HIT antibody injection into the mice also resulted in thrombocytopenia. Coadministration of UHRA and the antibody showed a trend toward reduced severity of thrombocytopenia with UHRA-7 and complete prevention of thrombocytopenia development with UHRA-10.

The findings of this research have clinical significance and therapeutic implication. The research showed that UHRAs not only suppressed thrombus formation but also prevented progression of preformed thrombus.¹ The latter is clinically relevant in treatment of HIT as thrombi are usually present at diagnosis. Importantly, the study also provided functional mechanisms whereby the cationic molecules inhibited thrombosis. In addition, the research showed that UHRAs were able to prevent thrombocytopenia development.⁴ 

It is known that PF4/heparin or PF4/GAG antigenic complex is formed by ionic interaction between cationic PF4 and polyanionic heparin^1,5 or GAG.⁶ It seems obvious that polycationic or polyanionic molecules can break up the antigenic complex. Yet, no published studies have shown this. The authors’ findings are clearly novel and have significantly advanced the field in identifying a robust therapeutic target for treatment of HIT.

UHRA is attractive as a drug because it lacks anticoagulant activity and, therefore, is unlikely to cause or enhance existing bleeding. Current nonheparin anticoagulant treatments are insufficiently efficacious. Furthermore, they cause or exacerbate bleeding,^3,8 particularly in patients with HIT with severe thrombocytopenia or significant renal or liver impairment. Thus, UHRA has the potential to be developed as a new, more efficacious, and safer drug for the treatment of HIT. If so, it will improve the clinical outcomes of patients with HIT, will prevent recurrent thrombosis, and, importantly, will prevent disastrous consequences, such as limb gangrene, serious bleeding, and death.⁸ It may fulfill the unmet clinical need in HIT treatment.

However, this study has some limitations.

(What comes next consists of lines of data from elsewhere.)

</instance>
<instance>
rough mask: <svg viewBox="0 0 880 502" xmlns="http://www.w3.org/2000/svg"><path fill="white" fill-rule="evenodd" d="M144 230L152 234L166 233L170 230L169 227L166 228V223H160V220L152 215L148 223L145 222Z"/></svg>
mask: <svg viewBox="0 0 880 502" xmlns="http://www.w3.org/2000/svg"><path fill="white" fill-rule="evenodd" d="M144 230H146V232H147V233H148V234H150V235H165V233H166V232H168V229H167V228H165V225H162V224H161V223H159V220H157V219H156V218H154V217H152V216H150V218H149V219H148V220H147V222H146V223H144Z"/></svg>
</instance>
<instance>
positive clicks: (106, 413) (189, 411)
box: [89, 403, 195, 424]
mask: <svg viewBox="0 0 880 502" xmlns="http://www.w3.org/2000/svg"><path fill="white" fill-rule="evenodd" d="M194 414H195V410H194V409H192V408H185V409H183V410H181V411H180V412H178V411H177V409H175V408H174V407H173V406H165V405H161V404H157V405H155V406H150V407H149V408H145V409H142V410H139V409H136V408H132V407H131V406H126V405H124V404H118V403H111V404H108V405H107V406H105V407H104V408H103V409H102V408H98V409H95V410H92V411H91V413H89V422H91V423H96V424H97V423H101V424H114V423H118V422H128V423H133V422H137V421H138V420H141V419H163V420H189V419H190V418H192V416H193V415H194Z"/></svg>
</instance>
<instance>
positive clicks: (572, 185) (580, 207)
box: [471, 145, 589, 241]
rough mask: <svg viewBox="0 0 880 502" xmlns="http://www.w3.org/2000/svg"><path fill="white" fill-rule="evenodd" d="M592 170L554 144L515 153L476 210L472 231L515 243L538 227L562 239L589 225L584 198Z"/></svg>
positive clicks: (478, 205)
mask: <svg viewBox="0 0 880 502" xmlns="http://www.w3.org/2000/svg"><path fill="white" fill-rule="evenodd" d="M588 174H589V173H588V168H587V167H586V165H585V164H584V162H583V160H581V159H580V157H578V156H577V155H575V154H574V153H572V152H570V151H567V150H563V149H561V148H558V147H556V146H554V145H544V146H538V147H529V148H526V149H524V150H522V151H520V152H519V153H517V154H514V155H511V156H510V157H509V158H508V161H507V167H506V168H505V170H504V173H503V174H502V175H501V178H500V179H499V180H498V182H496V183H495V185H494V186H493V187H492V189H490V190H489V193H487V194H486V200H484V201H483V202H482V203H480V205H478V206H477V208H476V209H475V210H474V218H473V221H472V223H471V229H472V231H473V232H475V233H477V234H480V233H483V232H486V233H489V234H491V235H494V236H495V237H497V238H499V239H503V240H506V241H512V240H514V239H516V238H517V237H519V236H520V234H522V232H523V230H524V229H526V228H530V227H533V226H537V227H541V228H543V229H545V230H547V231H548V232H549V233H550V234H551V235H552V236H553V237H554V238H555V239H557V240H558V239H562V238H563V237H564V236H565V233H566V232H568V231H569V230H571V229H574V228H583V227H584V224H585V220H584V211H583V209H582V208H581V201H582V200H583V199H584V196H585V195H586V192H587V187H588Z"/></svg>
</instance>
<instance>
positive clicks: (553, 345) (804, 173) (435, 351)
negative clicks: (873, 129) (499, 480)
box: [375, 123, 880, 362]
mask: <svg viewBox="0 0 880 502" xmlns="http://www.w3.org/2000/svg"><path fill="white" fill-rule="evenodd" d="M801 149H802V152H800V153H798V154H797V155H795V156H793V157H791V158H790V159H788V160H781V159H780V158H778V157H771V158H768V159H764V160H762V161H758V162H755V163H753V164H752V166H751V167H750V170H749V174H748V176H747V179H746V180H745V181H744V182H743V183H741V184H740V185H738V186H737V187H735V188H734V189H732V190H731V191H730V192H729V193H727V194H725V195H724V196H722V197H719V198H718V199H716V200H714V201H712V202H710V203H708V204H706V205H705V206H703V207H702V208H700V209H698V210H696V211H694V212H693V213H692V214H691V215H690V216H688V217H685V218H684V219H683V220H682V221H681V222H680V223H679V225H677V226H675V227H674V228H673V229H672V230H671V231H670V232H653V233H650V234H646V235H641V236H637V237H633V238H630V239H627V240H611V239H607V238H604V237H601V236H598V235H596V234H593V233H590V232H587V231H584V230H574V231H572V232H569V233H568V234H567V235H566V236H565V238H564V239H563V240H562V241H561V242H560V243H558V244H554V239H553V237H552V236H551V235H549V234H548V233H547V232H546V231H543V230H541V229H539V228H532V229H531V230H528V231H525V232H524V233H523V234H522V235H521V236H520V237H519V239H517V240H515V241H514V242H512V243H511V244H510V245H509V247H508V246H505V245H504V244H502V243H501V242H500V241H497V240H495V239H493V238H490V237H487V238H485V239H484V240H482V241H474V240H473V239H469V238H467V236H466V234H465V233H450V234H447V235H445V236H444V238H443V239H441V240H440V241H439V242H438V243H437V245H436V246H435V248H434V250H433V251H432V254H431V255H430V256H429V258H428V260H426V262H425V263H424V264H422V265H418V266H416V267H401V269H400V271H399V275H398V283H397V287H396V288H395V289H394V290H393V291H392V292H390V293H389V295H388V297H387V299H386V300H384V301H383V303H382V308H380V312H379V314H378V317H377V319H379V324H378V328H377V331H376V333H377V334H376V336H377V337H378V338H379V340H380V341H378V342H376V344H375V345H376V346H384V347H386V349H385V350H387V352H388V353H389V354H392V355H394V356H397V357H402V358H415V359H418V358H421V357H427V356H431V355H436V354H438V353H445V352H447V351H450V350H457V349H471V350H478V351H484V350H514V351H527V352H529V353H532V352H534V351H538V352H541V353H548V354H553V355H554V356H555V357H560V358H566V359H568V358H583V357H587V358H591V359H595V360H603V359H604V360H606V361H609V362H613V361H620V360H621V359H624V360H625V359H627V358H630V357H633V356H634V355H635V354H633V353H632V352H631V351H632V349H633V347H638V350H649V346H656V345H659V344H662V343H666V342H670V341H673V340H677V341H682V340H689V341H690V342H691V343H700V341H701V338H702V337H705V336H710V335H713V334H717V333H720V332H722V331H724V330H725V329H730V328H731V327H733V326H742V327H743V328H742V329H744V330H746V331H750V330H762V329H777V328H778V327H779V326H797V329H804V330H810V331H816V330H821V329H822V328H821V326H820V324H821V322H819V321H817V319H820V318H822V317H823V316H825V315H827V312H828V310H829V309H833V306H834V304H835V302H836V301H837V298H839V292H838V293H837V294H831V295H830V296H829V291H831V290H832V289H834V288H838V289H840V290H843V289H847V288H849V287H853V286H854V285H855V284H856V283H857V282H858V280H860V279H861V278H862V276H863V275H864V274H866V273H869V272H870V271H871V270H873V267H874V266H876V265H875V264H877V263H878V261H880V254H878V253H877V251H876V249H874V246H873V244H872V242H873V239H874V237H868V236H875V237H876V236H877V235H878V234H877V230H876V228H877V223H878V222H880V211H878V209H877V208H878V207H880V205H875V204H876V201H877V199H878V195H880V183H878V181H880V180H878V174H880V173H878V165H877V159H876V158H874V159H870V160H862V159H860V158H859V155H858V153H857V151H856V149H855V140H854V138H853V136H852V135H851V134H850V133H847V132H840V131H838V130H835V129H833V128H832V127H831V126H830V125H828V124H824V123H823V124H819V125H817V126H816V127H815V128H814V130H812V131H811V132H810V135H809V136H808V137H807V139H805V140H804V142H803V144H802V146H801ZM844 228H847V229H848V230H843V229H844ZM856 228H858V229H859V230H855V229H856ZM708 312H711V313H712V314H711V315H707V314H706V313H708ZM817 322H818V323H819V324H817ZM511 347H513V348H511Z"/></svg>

It has not investigated other important prothrombotic mechanisms and roles of other cells other than platelets, whereby UHRA may inhibit thrombosis. These include cells such as neutrophils, monocytes, and endothelial cells,^4,5,7 and prothrombotic processes, including NETosis^4,7 and monocyte etosis. Neutrophil activation and NETosis have been identified as the major drivers of thrombosis in HIT.⁷ Certainly, it is understandable that all aspects of the field were not fully investigated for this report.

Regarding future directions, publication of this study will prompt other investigators to study the effects of UHRA on thrombosis mediated by neutrophils and other cells as well as NETosis and other prothrombotic processes. Additionally, we may expect the publication of similar studies using additional polycations beyond UHRA, and polyanions. The latter are as effective as polycations in disrupting ULIC. Polyanions have the additional advantage of having the ability of neutralizing prothrombotic/tissue toxic effects of positively charged histones, released during NETosis. They may possibly be more efficacious in the treatment of HIT.

In summary, UHRAs dissociate PF4/heparin or PF4/GAG antigenic complexes, thus blocking HIT antibody-antigen interaction, inhibiting formation of HIT immune complexes, and consequently reducing thrombosis. In a murine model of HIT, UHRAs suppress thrombosis and prevent the development of thrombocytopenia. UHRA is a good potential candidate for the development of a new efficacious treatment for HIT.

Conflict-of-interest disclosure: The author declares no competing financial interests.